If Leon’s being honest with himself, he just wants to save these things. To reassure the slight nervousness within him that, even after they go home, Luis will be waiting for him, and for this.
“You got me, Sancho,” Luis grins. “Please, sacrifice garlic bread for me.”
Then, he sighs, and melts into Leon’s hold once more, yawning against his chest. “Well, this gives me much to look forward to. You better kiss as well as you do in my head.”
Then, immediate, he curses under his breath. “What are you saying, Luis?”
“Should I be flattered you’ve been imagining that?” Leon asks. For someone so suave to be so loose lipped, Luis must be really tired. In this rare moment, Leon revels in not being the only one flushed and red.
“Of course. So you better not lead a man on, Sancho.“
“I’d never,” Leon reassures. “Now, seriously, rest. I don’t want to have to listen to you whining about being unable to sleep on the chopper. Trust me, those things are not comfortable.”
”Mm, but you are,” Luis hums. To make a point, he adjusts so he lies even deeper into Leon’s chest. “I’ll have sweet dreams.”
“You’re so weird,” Leon scoffs. But, as Luis drifts off, Leon leans down to place a kiss against Luis’ temple. Luis tastes of slight muck and grime, but Leon doesn’t really mind. He breathes in a mingling aftertaste of cedarwood and warmth and relaxes, knowing he can now.
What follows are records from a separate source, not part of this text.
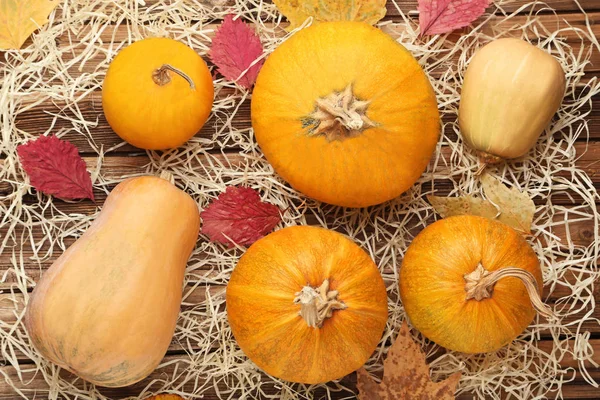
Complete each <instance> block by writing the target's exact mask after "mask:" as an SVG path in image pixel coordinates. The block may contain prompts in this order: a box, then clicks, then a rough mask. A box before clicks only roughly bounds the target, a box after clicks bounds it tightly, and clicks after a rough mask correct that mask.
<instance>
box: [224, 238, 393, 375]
mask: <svg viewBox="0 0 600 400" xmlns="http://www.w3.org/2000/svg"><path fill="white" fill-rule="evenodd" d="M227 315H228V318H229V323H230V325H231V330H232V331H233V334H234V336H235V338H236V339H237V342H238V344H239V346H240V347H241V349H242V350H243V351H244V353H246V355H247V356H248V357H250V359H251V360H252V361H254V362H255V363H256V365H258V366H259V367H260V368H262V369H263V370H264V371H266V372H268V373H269V374H271V375H273V376H276V377H278V378H281V379H285V380H288V381H292V382H303V383H319V382H326V381H329V380H332V379H337V378H341V377H343V376H344V375H347V374H349V373H351V372H352V371H354V370H356V369H358V368H360V367H361V366H362V365H363V364H364V363H365V361H367V360H368V358H369V357H370V356H371V354H372V353H373V351H374V350H375V348H376V346H377V343H378V342H379V340H380V338H381V334H382V332H383V329H384V327H385V324H386V320H387V295H386V289H385V285H384V283H383V279H382V278H381V275H380V273H379V270H378V269H377V267H376V266H375V264H374V263H373V261H372V260H371V258H370V257H369V255H368V254H367V253H365V252H364V251H363V250H362V249H361V248H360V247H358V246H357V245H356V244H355V243H354V242H352V241H351V240H349V239H348V238H346V237H345V236H343V235H341V234H339V233H336V232H333V231H329V230H326V229H322V228H316V227H307V226H296V227H289V228H285V229H282V230H279V231H276V232H274V233H271V234H270V235H268V236H266V237H264V238H262V239H260V240H259V241H257V242H255V243H254V244H253V245H252V246H251V247H250V248H249V249H248V251H247V252H246V254H244V256H242V258H241V259H240V261H239V263H238V265H237V266H236V268H235V270H234V271H233V273H232V275H231V279H230V281H229V284H228V285H227Z"/></svg>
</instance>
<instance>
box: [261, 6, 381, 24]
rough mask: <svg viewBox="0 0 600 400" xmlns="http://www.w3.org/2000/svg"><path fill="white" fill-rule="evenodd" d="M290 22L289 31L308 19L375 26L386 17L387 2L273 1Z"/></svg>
mask: <svg viewBox="0 0 600 400" xmlns="http://www.w3.org/2000/svg"><path fill="white" fill-rule="evenodd" d="M273 3H275V5H276V6H277V8H278V9H279V11H281V13H282V14H283V15H285V16H286V17H287V19H288V20H289V21H290V26H289V27H288V28H287V29H288V30H292V29H295V28H297V27H298V26H300V25H302V23H303V22H304V21H306V19H307V18H308V17H313V18H314V21H315V22H319V21H321V22H324V21H363V22H366V23H368V24H371V25H374V24H375V23H376V22H377V21H379V20H380V19H381V18H383V17H384V16H385V13H386V8H385V3H386V0H330V1H323V0H273Z"/></svg>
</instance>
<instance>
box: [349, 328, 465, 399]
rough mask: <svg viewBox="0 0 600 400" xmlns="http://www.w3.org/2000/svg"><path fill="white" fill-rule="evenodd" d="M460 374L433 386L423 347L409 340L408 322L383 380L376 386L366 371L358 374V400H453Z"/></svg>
mask: <svg viewBox="0 0 600 400" xmlns="http://www.w3.org/2000/svg"><path fill="white" fill-rule="evenodd" d="M459 380H460V372H457V373H455V374H452V375H451V376H450V377H449V378H448V379H446V380H444V381H442V382H432V381H431V379H430V377H429V366H428V365H427V363H426V361H425V355H424V354H423V351H422V350H421V347H419V345H417V344H416V343H415V342H413V340H412V339H411V337H410V332H409V330H408V325H407V324H406V321H405V322H404V323H403V324H402V328H400V333H399V334H398V337H397V338H396V341H395V342H394V344H393V345H392V347H390V350H389V352H388V355H387V358H386V359H385V361H384V363H383V380H382V381H381V383H379V384H377V383H376V382H375V381H374V380H373V378H371V377H370V376H369V374H368V373H367V371H365V369H364V368H361V369H359V370H358V382H357V384H356V386H357V388H358V391H359V393H358V398H359V400H412V399H414V400H450V399H454V392H456V386H457V385H458V381H459Z"/></svg>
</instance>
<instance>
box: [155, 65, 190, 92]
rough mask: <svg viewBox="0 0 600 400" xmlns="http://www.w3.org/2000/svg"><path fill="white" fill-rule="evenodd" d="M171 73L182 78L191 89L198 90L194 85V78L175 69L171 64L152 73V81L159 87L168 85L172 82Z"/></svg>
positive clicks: (164, 65)
mask: <svg viewBox="0 0 600 400" xmlns="http://www.w3.org/2000/svg"><path fill="white" fill-rule="evenodd" d="M169 71H171V72H174V73H176V74H177V75H179V76H181V77H182V78H183V79H185V80H186V81H187V82H188V83H189V84H190V88H191V89H192V90H196V85H194V81H193V80H192V78H190V77H189V76H187V75H186V73H185V72H183V71H182V70H180V69H178V68H175V67H174V66H172V65H169V64H163V65H162V67H160V68H157V69H156V70H155V71H154V72H153V73H152V80H154V83H156V84H157V85H159V86H164V85H166V84H167V83H169V82H171V75H170V74H169Z"/></svg>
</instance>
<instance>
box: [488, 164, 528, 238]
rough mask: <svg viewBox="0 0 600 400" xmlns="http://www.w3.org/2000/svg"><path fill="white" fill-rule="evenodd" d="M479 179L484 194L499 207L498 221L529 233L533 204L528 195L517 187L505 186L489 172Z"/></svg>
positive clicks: (523, 232)
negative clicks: (492, 175)
mask: <svg viewBox="0 0 600 400" xmlns="http://www.w3.org/2000/svg"><path fill="white" fill-rule="evenodd" d="M479 180H480V181H481V185H482V186H483V192H484V193H485V196H486V197H487V198H488V200H489V201H491V202H492V203H494V204H495V205H496V206H497V207H498V208H499V209H500V215H498V217H497V219H498V221H500V222H503V223H505V224H506V225H509V226H512V227H513V228H515V229H516V230H517V231H519V232H521V233H526V234H530V233H531V224H532V222H533V214H535V204H534V203H533V200H531V198H530V197H529V195H528V194H527V193H521V192H519V190H518V189H517V188H512V189H509V188H507V187H506V186H505V185H503V184H502V182H500V181H499V180H497V179H496V178H494V177H493V176H491V175H489V174H484V175H482V176H481V177H480V178H479Z"/></svg>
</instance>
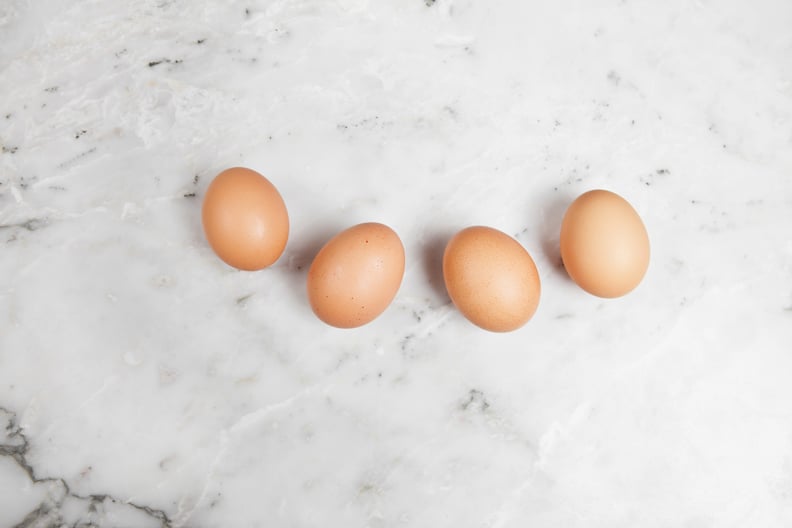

Luis and Grace are safe. He’s made the change he never thought possible.
There’s so much he stills wants to say to Luis. But, he has the time to mould the words to be said as truly as he feels, with his love embedded fully within them.
For now, Leon leans his head back, feeling the cool air against his face, and both Luis’ and Grace’s warm, peaceful breaths against his skin. He watches the sun melt against a crystalline sky, and waits for the extraction team to guide their way back home.